Crip yet light and fluffy – with a very generous portion of onions and spiced potatoes (masala) within.
There’s also onion uthappam (S$3) on the menu.
I like the chutneys and vadai is never as good for me without coconut chutney. It’s an essential for me.
Was indulgent and tried the payasam (S$1.80) as well. I definitely have a sweet tooth, but most people might find this too sweet.
And what’s a meal without milky tea (S$1.50). Although I still prefer the tea I had by the roadside coffee shop at Kampong Glam. It has less of a tannic taste which I preferred.
All the sweetmeats to entice people like me who love super sweet Indian desserts.
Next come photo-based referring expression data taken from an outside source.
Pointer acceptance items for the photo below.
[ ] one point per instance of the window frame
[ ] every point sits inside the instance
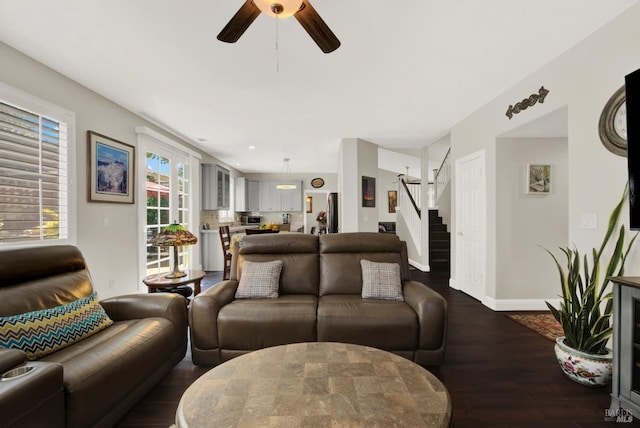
(26, 101)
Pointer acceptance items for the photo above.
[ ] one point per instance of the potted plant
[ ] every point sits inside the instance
(586, 306)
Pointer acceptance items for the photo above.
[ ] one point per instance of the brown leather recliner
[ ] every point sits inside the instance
(93, 382)
(320, 299)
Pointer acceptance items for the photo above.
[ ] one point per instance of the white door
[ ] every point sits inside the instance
(471, 225)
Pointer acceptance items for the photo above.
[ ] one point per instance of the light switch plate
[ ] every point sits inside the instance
(589, 221)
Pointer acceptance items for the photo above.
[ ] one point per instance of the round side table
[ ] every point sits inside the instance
(157, 281)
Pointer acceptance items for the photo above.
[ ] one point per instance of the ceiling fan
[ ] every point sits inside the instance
(300, 9)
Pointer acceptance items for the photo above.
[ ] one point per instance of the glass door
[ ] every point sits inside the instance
(168, 200)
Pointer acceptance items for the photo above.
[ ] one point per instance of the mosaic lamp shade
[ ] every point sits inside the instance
(175, 235)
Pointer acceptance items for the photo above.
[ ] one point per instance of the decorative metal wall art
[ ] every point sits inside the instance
(612, 126)
(527, 102)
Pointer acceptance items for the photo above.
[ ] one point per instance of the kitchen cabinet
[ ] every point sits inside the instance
(274, 199)
(216, 187)
(247, 194)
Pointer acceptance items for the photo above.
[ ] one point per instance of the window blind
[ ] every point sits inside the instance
(33, 176)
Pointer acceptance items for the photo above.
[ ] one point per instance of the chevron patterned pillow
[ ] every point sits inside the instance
(43, 332)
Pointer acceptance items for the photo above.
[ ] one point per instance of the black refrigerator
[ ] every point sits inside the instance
(332, 213)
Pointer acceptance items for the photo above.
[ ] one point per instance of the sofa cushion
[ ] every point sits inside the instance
(341, 253)
(383, 324)
(99, 369)
(250, 324)
(381, 281)
(259, 280)
(42, 332)
(299, 255)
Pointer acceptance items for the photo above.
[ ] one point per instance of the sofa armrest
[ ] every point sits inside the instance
(34, 399)
(431, 309)
(10, 358)
(203, 313)
(137, 306)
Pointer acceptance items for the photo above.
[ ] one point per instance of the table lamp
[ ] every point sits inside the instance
(174, 235)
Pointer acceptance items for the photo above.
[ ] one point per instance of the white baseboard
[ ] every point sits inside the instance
(519, 304)
(419, 266)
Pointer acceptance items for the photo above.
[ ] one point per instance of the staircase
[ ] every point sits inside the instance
(439, 244)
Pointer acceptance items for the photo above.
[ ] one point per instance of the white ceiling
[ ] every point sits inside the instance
(405, 74)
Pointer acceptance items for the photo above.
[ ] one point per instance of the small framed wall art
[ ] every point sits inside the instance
(393, 200)
(309, 204)
(538, 179)
(368, 191)
(110, 168)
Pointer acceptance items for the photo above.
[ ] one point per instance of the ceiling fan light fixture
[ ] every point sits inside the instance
(278, 8)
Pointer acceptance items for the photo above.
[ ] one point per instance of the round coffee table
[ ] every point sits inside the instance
(316, 384)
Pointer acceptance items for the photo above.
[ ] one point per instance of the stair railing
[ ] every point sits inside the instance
(442, 177)
(409, 208)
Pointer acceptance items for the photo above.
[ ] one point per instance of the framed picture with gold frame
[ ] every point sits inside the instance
(393, 200)
(309, 204)
(368, 192)
(110, 168)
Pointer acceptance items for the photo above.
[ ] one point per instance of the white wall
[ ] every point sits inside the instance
(583, 79)
(386, 182)
(357, 158)
(527, 222)
(111, 250)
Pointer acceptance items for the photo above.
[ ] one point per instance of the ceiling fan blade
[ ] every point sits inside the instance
(317, 28)
(239, 23)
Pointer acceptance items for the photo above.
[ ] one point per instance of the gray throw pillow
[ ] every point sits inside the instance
(381, 281)
(259, 280)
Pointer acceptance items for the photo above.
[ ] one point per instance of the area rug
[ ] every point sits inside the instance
(542, 323)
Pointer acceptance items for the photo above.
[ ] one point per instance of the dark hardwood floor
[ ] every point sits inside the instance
(498, 373)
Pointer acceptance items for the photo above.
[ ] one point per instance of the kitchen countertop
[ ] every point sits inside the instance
(232, 229)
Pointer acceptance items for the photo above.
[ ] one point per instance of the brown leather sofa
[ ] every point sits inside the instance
(319, 300)
(95, 381)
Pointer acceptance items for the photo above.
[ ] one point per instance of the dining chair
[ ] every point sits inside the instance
(225, 240)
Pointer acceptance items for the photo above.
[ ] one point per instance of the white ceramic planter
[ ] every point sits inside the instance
(584, 368)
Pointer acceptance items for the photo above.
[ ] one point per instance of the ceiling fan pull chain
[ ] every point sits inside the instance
(277, 52)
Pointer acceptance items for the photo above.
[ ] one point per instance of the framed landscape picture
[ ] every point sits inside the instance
(538, 179)
(393, 200)
(111, 169)
(368, 191)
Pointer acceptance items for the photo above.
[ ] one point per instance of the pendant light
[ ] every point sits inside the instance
(286, 183)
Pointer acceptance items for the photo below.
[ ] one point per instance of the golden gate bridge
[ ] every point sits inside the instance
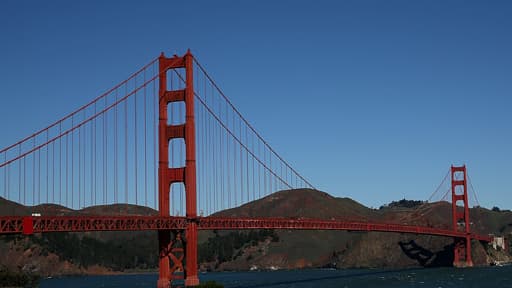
(167, 137)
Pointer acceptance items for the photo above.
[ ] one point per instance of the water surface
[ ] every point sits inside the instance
(435, 277)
My favourite is Jangiri which is orange with a round curly pattern and deep fried in rose water. On the left in the photo below.
We also love kaseri, and this is often served in the Hindu temple after the prayers or at weddings. It’s made in a tray and cut into rectangular pieces. Maybe one day I’ll attempt to make it, having been inspired by Notabilia.
I don’t care for milky desserts like paal kova. It’s round, melts in your mouth and is pretty to look at. I actually find this way too sweet.
Komala Vilas Restaurant
76 / 78 Serangoon Road
Tel: 6293 698
Wow, that is amazing to read about a shop that was established in 1947 and it still goes on strong after 64 years to this day. Thosai sounds great 🙂
yeah I love places with history 🙂
I’ve taken friends to Komala Vilas when they are in town because the banana leaf meal is such a (calorie-filled) treat. Thanks for the linky. Go try it ;).
I do love the banana leaf meal 🙂 Makes me feel I can totally go vegetarian. So hard to resist the generous top ups even when I’m full.
I somehow find the food tastes better when I eat traditional style with my fingers.